Accoglienza in divisa
I migranti approdati giovedì a Catania hanno trovato ad attenderli il solito schieramento di forze armate e membri di Frontex, oltre agli operatori delle organizzazioni umanitarie che in questo sistema organizzativo hanno uno spazio molto più limitato di azione. “All’arrivo mi hanno fatto un sacco di domande sul mio paese, la città in cui sono nato, gli stati confinanti” ci ha riferito giorni fa un ragazzo sudanese sbarcato a Catania il mese scorso. Siamo testimoni del fatto che le operazioni di screening della nazionalità, svolte da Frontex, vengono spesso effettuate senza garanzie di tutela e portano a decisioni prese seguendo criteri discrezionali ed arbitrari, che culminano poi con i respingimenti e le espulsioni di molti. Il momento dell’approdo, dopo giorni di viaggio in condizioni estreme, è il momento in cui i migranti si giocano spesso il loro futuro e non la situazione in cui chi arriva può essere innanzitutto ascoltato e assistito.
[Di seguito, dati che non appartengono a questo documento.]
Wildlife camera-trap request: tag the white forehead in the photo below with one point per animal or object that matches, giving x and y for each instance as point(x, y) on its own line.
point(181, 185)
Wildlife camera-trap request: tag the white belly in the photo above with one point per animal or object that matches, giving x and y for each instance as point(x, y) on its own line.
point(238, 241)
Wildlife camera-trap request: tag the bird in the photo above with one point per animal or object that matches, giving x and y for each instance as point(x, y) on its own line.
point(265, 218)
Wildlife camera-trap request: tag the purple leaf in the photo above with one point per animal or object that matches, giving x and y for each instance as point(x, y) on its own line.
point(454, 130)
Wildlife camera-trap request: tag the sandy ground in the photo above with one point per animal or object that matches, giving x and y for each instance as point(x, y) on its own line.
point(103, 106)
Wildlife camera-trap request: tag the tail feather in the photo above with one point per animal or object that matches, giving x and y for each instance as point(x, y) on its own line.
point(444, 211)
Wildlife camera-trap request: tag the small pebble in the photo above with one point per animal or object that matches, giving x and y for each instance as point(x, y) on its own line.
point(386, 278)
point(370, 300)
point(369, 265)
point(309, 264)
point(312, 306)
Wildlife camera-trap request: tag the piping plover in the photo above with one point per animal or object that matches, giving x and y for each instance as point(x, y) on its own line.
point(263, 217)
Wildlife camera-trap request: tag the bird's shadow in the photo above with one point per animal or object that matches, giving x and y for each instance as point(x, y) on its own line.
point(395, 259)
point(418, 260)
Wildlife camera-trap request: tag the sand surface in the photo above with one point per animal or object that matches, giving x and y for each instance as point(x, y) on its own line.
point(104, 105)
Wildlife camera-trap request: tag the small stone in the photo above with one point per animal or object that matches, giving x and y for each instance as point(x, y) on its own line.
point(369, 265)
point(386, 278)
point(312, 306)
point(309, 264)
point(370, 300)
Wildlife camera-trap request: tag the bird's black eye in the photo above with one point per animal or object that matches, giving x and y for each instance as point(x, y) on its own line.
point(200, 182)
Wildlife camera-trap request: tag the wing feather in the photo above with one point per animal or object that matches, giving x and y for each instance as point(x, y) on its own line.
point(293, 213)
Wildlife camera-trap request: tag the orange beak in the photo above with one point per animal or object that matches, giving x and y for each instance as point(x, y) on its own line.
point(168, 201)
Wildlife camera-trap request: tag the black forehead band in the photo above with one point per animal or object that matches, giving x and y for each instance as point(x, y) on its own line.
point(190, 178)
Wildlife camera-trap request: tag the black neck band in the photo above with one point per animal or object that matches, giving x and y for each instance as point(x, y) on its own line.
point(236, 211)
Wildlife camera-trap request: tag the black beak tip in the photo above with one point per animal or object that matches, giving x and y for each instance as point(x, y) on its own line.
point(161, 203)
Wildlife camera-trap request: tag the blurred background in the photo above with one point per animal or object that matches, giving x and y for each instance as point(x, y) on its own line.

In occasione dello sbarco della Golfo Azzurro le autorità hanno addirittura impedito l’accesso al team di Medici senza Frontiere, giunto al porto etneo per supportare psicologicamente i superstiti del naufragio e i loro compagni di viaggio. Un atto estremamente grave che dimostra chiaramente quale sia l’orientamento delle istituzioni: ostacolare il lavoro di tutela e cura incrementando lo spazio e le energie dedicate alle procedure di controllo, identificazione spesso forzata e selezione arbitraria, tra chi “conquista” il diritto di restare in Italia e chi no.
La disumanità delle politiche governative non risparmia nessun migrante: chi finisce in fondo al mare e chi sopravvive, siano essi uomini, donne o bambini. A Catania giovedì sono approdati nuovi orfani della guerra estenuante e quotidiana che l’Europa ha dichiarato ai profughi, tra i quali una bambina di soli due anni.
Altri morti che si vanno ad aggiungere alla lista delle circa 1800 persone decedute in mare soltanto nel 2017. I loro corpi sono giunti venerdì mattina al porto di Augusta, a bordo della nave Vos Hestia di Save the Children, insieme ad altri cittadini eritrei, siriani, libici, libanesi, egiziani e palestinesi. Nuove vittime ma anche nuove persone con cui poter rivendicare con più forza quei diritti che in molti vogliono cancellare.